Songbird with a bite, the Northern Shrike
During the 15th century a certain prince, in a region of what is now Romania, established a reputation for cruelty nearly beyond the bounds of imagination. Atrocities committed on his behalf in order to establish control of his small empire were particularly heinous. In Romania he is known as Vlad Tepes. English speakers call him Vlad III the Impaler. His legendary status was secured forever when novelist Bram Stoker loosely based an 1897 story on him and called it Dracula.
In October, a winter visitor showed up in North Dakota with a reputation for impaling victims on thorns or barbs, but no one is locking doors and loading weapons because of it. This visitor doesn't rule with an evil iron fist, this visitor is a bird: the northern shrike (Lanius excubitor).
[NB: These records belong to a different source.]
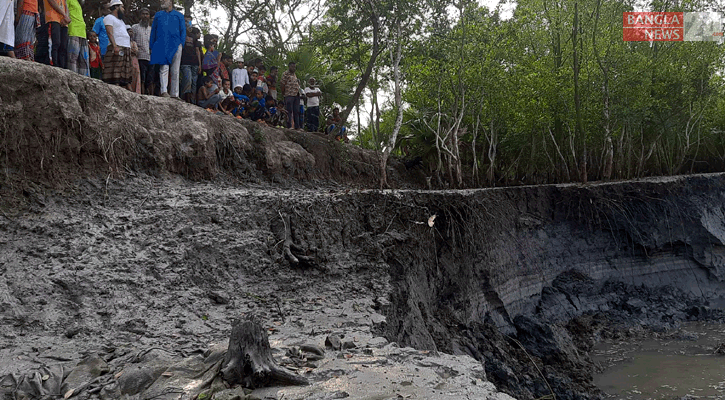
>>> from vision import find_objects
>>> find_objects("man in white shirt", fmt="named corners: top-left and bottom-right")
top-left (131, 8), bottom-right (154, 94)
top-left (232, 58), bottom-right (249, 87)
top-left (0, 0), bottom-right (15, 58)
top-left (305, 78), bottom-right (322, 132)
top-left (103, 0), bottom-right (133, 90)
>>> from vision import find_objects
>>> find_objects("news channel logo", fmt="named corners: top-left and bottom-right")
top-left (623, 11), bottom-right (725, 44)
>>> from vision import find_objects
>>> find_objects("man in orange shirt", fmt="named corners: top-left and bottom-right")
top-left (35, 0), bottom-right (70, 68)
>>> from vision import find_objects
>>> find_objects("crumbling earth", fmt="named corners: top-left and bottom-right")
top-left (0, 177), bottom-right (507, 399)
top-left (0, 58), bottom-right (725, 400)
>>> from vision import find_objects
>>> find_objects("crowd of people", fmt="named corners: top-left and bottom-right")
top-left (0, 0), bottom-right (347, 140)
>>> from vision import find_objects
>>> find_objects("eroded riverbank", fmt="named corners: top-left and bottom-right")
top-left (0, 175), bottom-right (725, 399)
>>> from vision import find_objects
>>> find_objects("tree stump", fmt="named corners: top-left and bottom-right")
top-left (221, 319), bottom-right (309, 389)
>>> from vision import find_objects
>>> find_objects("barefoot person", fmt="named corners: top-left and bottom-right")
top-left (149, 0), bottom-right (186, 98)
top-left (0, 0), bottom-right (15, 58)
top-left (103, 0), bottom-right (133, 90)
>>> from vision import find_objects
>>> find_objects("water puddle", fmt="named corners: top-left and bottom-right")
top-left (591, 323), bottom-right (725, 400)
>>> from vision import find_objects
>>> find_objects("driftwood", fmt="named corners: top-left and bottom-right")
top-left (221, 319), bottom-right (309, 388)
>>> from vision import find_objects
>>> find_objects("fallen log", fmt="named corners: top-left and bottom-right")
top-left (221, 318), bottom-right (309, 389)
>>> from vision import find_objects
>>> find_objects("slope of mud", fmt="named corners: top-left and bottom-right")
top-left (0, 58), bottom-right (725, 399)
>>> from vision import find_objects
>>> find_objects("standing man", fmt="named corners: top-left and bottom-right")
top-left (305, 78), bottom-right (322, 132)
top-left (35, 0), bottom-right (70, 67)
top-left (279, 61), bottom-right (301, 130)
top-left (68, 0), bottom-right (91, 76)
top-left (103, 0), bottom-right (133, 90)
top-left (131, 8), bottom-right (154, 94)
top-left (0, 0), bottom-right (15, 58)
top-left (92, 2), bottom-right (111, 58)
top-left (15, 0), bottom-right (42, 61)
top-left (232, 58), bottom-right (249, 88)
top-left (149, 0), bottom-right (186, 99)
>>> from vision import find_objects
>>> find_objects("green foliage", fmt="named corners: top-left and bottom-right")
top-left (182, 0), bottom-right (725, 185)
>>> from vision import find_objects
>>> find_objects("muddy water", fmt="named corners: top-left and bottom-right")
top-left (592, 324), bottom-right (725, 400)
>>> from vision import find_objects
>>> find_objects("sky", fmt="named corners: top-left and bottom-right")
top-left (192, 0), bottom-right (516, 135)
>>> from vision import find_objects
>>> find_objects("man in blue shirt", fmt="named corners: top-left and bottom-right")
top-left (149, 0), bottom-right (186, 98)
top-left (93, 2), bottom-right (111, 58)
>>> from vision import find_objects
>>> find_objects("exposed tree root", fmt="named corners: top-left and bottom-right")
top-left (221, 319), bottom-right (309, 388)
top-left (272, 212), bottom-right (317, 267)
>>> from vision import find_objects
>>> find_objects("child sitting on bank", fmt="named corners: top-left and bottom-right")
top-left (232, 84), bottom-right (249, 117)
top-left (219, 79), bottom-right (234, 99)
top-left (265, 95), bottom-right (282, 126)
top-left (249, 99), bottom-right (268, 125)
top-left (88, 31), bottom-right (103, 79)
top-left (253, 86), bottom-right (267, 108)
top-left (196, 76), bottom-right (222, 110)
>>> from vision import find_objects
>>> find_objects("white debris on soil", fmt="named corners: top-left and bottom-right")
top-left (0, 177), bottom-right (510, 400)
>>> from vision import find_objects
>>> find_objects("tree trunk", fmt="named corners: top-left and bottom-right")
top-left (221, 319), bottom-right (309, 388)
top-left (378, 25), bottom-right (403, 189)
top-left (332, 0), bottom-right (380, 137)
top-left (572, 2), bottom-right (587, 183)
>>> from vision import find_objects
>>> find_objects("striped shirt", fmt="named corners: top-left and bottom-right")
top-left (131, 24), bottom-right (151, 61)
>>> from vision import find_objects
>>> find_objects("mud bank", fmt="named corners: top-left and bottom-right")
top-left (0, 175), bottom-right (725, 399)
top-left (0, 58), bottom-right (725, 399)
top-left (376, 175), bottom-right (725, 399)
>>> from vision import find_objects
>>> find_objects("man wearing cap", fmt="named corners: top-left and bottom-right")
top-left (91, 2), bottom-right (111, 58)
top-left (305, 78), bottom-right (322, 132)
top-left (131, 8), bottom-right (154, 94)
top-left (232, 58), bottom-right (249, 88)
top-left (68, 0), bottom-right (91, 76)
top-left (35, 0), bottom-right (70, 68)
top-left (149, 0), bottom-right (186, 98)
top-left (103, 0), bottom-right (133, 90)
top-left (279, 61), bottom-right (301, 129)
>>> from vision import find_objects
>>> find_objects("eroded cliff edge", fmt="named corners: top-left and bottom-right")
top-left (0, 59), bottom-right (725, 399)
top-left (368, 175), bottom-right (725, 398)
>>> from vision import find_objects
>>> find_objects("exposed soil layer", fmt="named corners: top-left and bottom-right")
top-left (0, 58), bottom-right (725, 399)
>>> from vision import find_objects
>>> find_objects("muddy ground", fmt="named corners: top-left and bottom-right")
top-left (0, 58), bottom-right (725, 400)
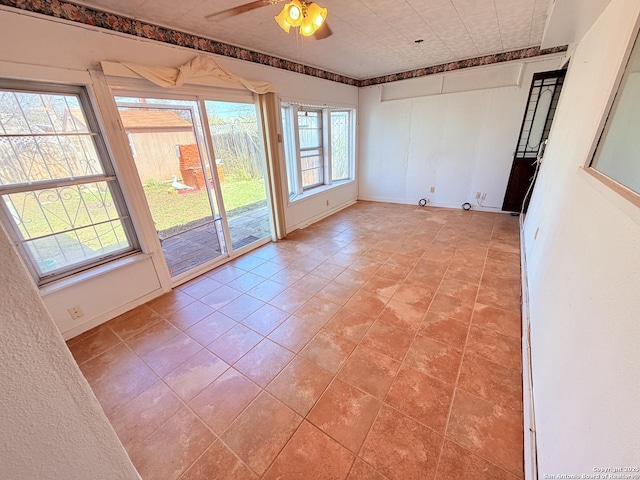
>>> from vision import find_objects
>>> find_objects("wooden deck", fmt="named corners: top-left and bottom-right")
top-left (162, 207), bottom-right (271, 277)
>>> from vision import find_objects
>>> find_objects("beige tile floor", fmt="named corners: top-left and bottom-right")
top-left (68, 202), bottom-right (523, 480)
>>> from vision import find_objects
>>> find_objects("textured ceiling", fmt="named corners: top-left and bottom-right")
top-left (69, 0), bottom-right (551, 79)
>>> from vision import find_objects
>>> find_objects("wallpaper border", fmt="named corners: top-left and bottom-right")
top-left (0, 0), bottom-right (567, 87)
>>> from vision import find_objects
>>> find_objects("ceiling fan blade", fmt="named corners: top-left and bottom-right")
top-left (204, 0), bottom-right (283, 20)
top-left (313, 22), bottom-right (333, 40)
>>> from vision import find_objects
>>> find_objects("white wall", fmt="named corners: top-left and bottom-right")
top-left (359, 55), bottom-right (564, 210)
top-left (0, 7), bottom-right (358, 338)
top-left (0, 221), bottom-right (139, 480)
top-left (524, 0), bottom-right (640, 478)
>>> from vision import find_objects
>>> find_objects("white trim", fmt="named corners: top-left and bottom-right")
top-left (287, 179), bottom-right (355, 207)
top-left (40, 253), bottom-right (152, 297)
top-left (287, 200), bottom-right (358, 235)
top-left (358, 195), bottom-right (511, 214)
top-left (520, 220), bottom-right (538, 480)
top-left (62, 288), bottom-right (165, 341)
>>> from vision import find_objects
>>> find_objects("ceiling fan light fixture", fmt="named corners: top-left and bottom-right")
top-left (307, 3), bottom-right (327, 31)
top-left (273, 9), bottom-right (291, 33)
top-left (275, 0), bottom-right (304, 33)
top-left (272, 0), bottom-right (330, 37)
top-left (300, 16), bottom-right (318, 37)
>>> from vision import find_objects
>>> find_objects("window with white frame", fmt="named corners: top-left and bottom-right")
top-left (0, 81), bottom-right (138, 285)
top-left (281, 103), bottom-right (354, 198)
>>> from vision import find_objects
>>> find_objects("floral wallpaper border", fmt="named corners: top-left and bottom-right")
top-left (358, 45), bottom-right (567, 87)
top-left (0, 0), bottom-right (567, 87)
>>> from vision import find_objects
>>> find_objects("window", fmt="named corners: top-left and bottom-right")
top-left (282, 103), bottom-right (354, 198)
top-left (591, 30), bottom-right (640, 199)
top-left (0, 82), bottom-right (137, 285)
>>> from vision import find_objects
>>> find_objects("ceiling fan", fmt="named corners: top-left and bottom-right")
top-left (205, 0), bottom-right (333, 40)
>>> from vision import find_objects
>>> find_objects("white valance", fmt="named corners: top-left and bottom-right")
top-left (102, 55), bottom-right (276, 94)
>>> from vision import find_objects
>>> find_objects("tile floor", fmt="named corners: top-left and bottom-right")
top-left (68, 202), bottom-right (523, 480)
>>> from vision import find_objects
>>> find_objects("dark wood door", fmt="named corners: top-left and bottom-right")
top-left (502, 70), bottom-right (566, 212)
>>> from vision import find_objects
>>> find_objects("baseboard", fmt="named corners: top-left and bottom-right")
top-left (62, 288), bottom-right (165, 341)
top-left (287, 200), bottom-right (357, 234)
top-left (520, 221), bottom-right (538, 480)
top-left (358, 196), bottom-right (510, 213)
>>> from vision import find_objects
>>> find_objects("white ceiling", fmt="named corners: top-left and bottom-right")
top-left (69, 0), bottom-right (551, 80)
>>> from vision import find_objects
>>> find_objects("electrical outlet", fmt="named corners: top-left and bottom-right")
top-left (67, 305), bottom-right (84, 320)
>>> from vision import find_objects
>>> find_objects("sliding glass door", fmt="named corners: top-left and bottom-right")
top-left (204, 100), bottom-right (271, 250)
top-left (116, 96), bottom-right (271, 279)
Of the twenty-some shrikes in the world, two are represented in the Western Hemisphere. One, the loggerhead shrike, nests here in open grasslands with scattered trees then winters in the southern U.S. The northern shrike spends its summer nesting to the far north in the taiga and tundra before moving to southern Canada and northern U.S. for the winter. In essence, we northern prairie dwellers have shrikes year-round; one just replaces the other as the seasons change.
Northern Shrikes are robin-sized birds with a pale gray head and back. Its belly is white with hazy gray barring. Wings are black with white patches and the tail is black with white edging. Somewhat menacing is the face where it sports a black mask and a somewhat large, black and hooked bill. Sexes are similar, with females being slightly paler.
Appearances differ slightly between the Northern and Loggerhead shrikes but it's the favored habitats that contrast, in my opinion. Loggerhead shrikes are married inexorably to grasslands, while northern shrikes prefer woodsier, shrubby areas. So tied are loggerheads to grasslands that I have never found one in heavily cultivated Cass County, but it is an expected sighting in the grassy areas of Richland and Ransom counties.
What makes shrikes unique among birds is the fact that they are the only true predatory songbirds. It seems though, that to belong among the songsters, it had to give up a little something from the predator team. So it lacks hooked talons, with the ability to kill prey. Instead, the bird catches its prey with its feet then stuns or kills it with blows from its bill. In season, the bird prefers large insects but also eats small mammals and birds. And it's not afraid of taking on species its own size either, as it has been known to kill blue jays and robins.
Some sources I found declare the bird to be uncommon to almost rare. I agree with the uncommon part but I would scarcely call it rare, at least in our area. A day of driving around likely areas should produce a northern shrike or two. Any black-and-gray bird atop a lonely tree in the winter is likely to be a Northern Shrike. These birds are solitary and extremely shy, however, and rarely allow a close approach before flying away.
Northern Shrikes usually hunt from a perch where it intently watches its immediate area. If prey is seen, the shrike will pursue it in a direct chase. I once stood in a small woodsy area in December and watched as a Northern Shrike chased a house sparrow for about three minutes. Around and around the trees they flew with the sparrow squawking nearly the entire time. I never witnessed the final result but it sure was thrilling to see.
A kill that is not immediately eaten by the shrike is sometimes cached, or stored, on a thorn or stuffed into a branch fork. This habit has given the shrike the label of wanton killer but this is undeserved. Apparently the bird has an amazing ability to recall locations of stored food so that in times of want it can still feed. In one instance, cached prey was consumed eight months later.
With that in mind, a person can hardly equate the evil Vlad (who killed and tortured for sheer enjoyment) with the Northern Shrike. Its needs can only be met by the consumption of prey, something centuries of evolutionary tensions compel it to do. So don't quiver in fear over this predator. Instead, get out your binoculars and admire this unique songbird.